Gunicorn, Kubernetes, and the Memory Leak Story: Why Restarting Doesn’t Fix the Problem

Context: when “nothing changed” but the system still breaks

We were running a Django backend on Kubernetes, fronted by Gunicorn with multiple workers.
No major deployments. No architectural changes. Traffic was growing steadily, without unusual spikes.

Then a pattern started to emerge: pod memory usage kept increasing over time.
Not tied to specific requests. No sudden jumps — just a slow, linear climb.

Eventually, Kubernetes did exactly what it was designed to do:
OOMKilled → pod restart.

The system came back up. Memory dropped to zero.
And then the cycle repeated.

The initial question seemed simple:

“Where is the memory leak?”

Initial assumptions (and why they were wrong)

Like most backend teams, our first instinct was to look at the code:

Are objects not being garbage collected?
Are queries returning excessively large datasets?
Is there an in-process cache holding references too long?
Is there a logic bug in request handlers?

We audited the code, enabled debugging, and inspected profilers.
But one detail didn’t add up:

Memory was growing with time, not with user behavior.
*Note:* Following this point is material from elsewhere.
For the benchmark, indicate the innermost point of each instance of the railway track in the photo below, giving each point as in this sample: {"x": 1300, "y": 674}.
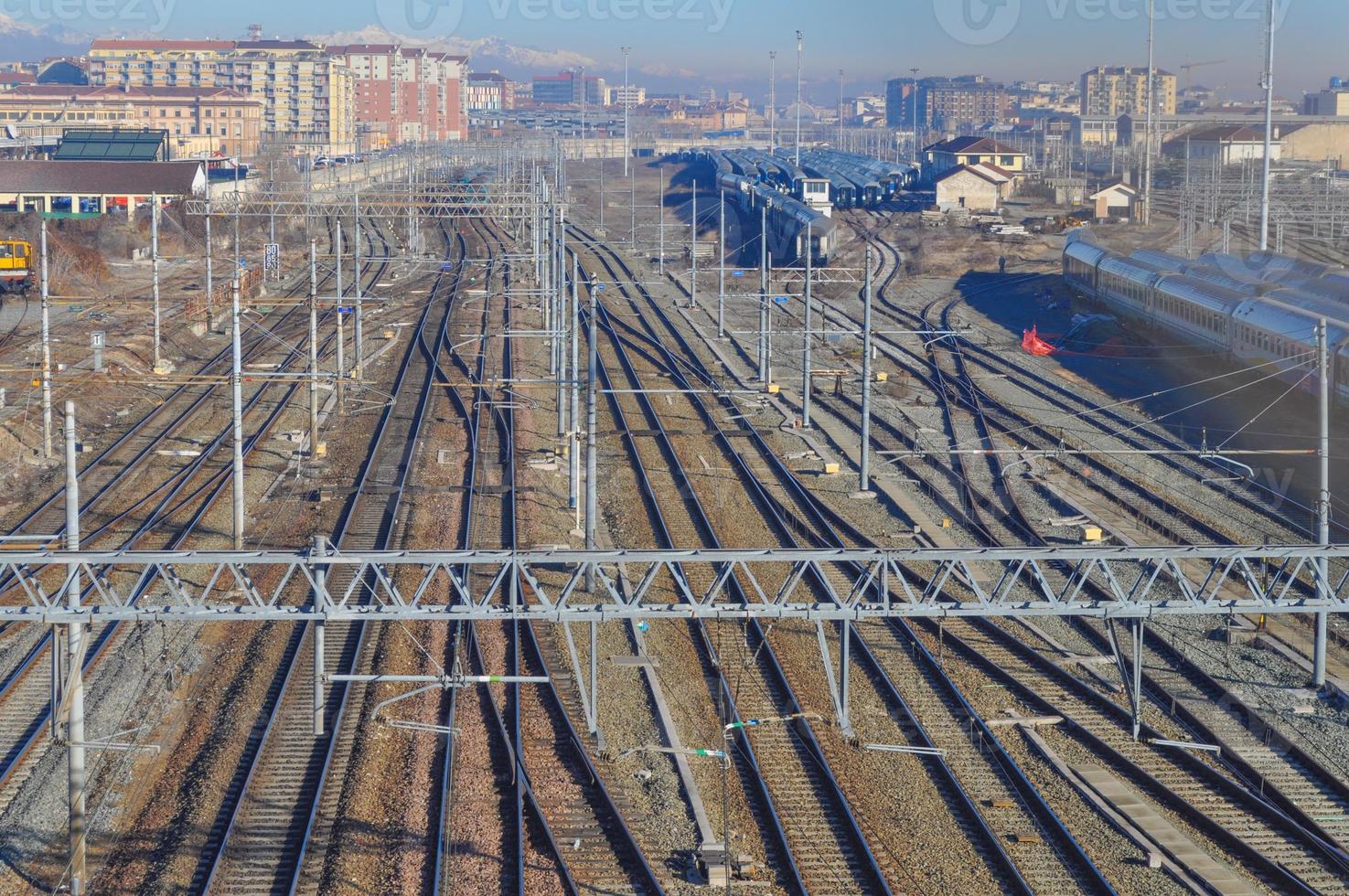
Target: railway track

Restarting the pod reset memory to zero.
Without restarts, memory never went down.

This didn’t look like a specific logic bug.
It looked much more like a lifecycle problem than a business logic problem.

Three layers that must be distinguished (and are often conflated)
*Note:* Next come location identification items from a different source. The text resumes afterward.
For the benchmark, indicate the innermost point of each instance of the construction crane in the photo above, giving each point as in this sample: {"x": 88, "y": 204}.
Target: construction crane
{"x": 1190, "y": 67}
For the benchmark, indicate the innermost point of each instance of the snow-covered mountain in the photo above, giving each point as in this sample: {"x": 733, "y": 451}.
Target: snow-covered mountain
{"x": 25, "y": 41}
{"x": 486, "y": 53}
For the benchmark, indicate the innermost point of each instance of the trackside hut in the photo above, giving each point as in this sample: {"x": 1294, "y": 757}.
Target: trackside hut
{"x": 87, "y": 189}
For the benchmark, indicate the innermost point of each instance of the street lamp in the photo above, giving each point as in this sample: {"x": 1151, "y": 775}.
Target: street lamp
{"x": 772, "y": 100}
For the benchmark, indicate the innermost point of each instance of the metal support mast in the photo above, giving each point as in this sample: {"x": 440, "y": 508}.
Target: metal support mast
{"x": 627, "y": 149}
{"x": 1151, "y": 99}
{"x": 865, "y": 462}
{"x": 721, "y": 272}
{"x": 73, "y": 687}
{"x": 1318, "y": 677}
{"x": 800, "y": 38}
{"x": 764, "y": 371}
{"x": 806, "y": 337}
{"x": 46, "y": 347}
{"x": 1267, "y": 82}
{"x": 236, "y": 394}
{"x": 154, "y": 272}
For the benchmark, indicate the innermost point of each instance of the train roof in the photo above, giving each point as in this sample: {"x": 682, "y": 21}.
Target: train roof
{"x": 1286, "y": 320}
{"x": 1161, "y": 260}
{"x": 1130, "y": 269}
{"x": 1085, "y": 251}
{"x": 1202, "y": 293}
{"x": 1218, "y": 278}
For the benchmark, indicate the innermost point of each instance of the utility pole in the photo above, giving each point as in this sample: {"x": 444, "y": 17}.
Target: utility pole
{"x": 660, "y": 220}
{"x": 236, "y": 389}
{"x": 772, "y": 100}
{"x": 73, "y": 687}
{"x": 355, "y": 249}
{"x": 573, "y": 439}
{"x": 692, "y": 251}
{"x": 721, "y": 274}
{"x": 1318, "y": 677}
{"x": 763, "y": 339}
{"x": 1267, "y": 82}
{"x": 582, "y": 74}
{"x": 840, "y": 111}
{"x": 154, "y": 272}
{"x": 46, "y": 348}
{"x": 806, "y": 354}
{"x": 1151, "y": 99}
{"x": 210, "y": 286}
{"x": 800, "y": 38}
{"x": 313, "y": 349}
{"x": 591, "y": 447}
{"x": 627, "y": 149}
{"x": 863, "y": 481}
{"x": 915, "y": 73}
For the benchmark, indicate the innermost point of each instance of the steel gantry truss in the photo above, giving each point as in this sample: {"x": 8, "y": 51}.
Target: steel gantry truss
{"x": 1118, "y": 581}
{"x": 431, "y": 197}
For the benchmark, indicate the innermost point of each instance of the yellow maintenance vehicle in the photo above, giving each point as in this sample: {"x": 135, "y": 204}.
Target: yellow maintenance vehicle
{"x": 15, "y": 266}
At this point, the question was no longer “is there a memory leak,”
but rather at which layer is the leak happening.

1. Gunicorn — the process layer

Gunicorn is responsible for:

Worker lifecycle
Request lifecycle
Copy-on-write behavior when preloading the app
Recycling workers via max_requests

But Gunicorn does not understand containers.
It knows nothing about cgroups or memory limits.

2. Kubernetes — the container layer

Kubernetes manages:

Pod lifecycle
cgroup memory
OOMKill behavior
Restart policies

But Kubernetes does not understand Python processes.
It cannot distinguish between a “clean” worker and a “dirty” one.
When memory limits are exceeded, it kills the entire pod.

3. Application — the code layer

The application itself may:

Hold in-process caches
Maintain global state
Use third-party libraries with opaque memory behavior

But the application does not control lifecycle decisions unless explicitly designed to.

The wrong question vs. the right question

The wrong question (very common)

“Should we restart via Kubernetes or via Gunicorn to fix memory leaks?”

This question already assumes that restart is the solution.

The right question (what we learned later)

“Who should own the memory lifecycle?”

Kubernetes excels at managing containers
Gunicorn excels at managing processes
The application should focus on business logic

Letting Kubernetes “fix” a process-level problem by restarting pods
is like using a sledgehammer to fix a wristwatch.

The technical decision: recycle workers, not pods

We made a deliberate choice:

Stop relying on pod restarts to handle memory growth
Proactively recycle Gunicorn workers using:
max_requests
max_requests_jitter

The goal was not to “eliminate leaks,” but rather:

Never allow a worker to live long enough to become dangerous.

Why this worked better

Worker restarts:
Free memory for that specific process
Do not affect other workers
Pods stay alive:
No full cache loss
No mass cold starts
Smaller blast radius when things go wrong

Trade-offs (there are always trade-offs)

This approach is not free:

Recycling workers means losing in-process cache
Cold starts happen slightly more often
Some requests see higher latency when a new worker spins up

But in return:

Memory usage becomes predictable
System behavior stabilizes
Surprise pod restarts disappear
Incident frequency drops significantly

This is a controlled trade-off, not a gamble.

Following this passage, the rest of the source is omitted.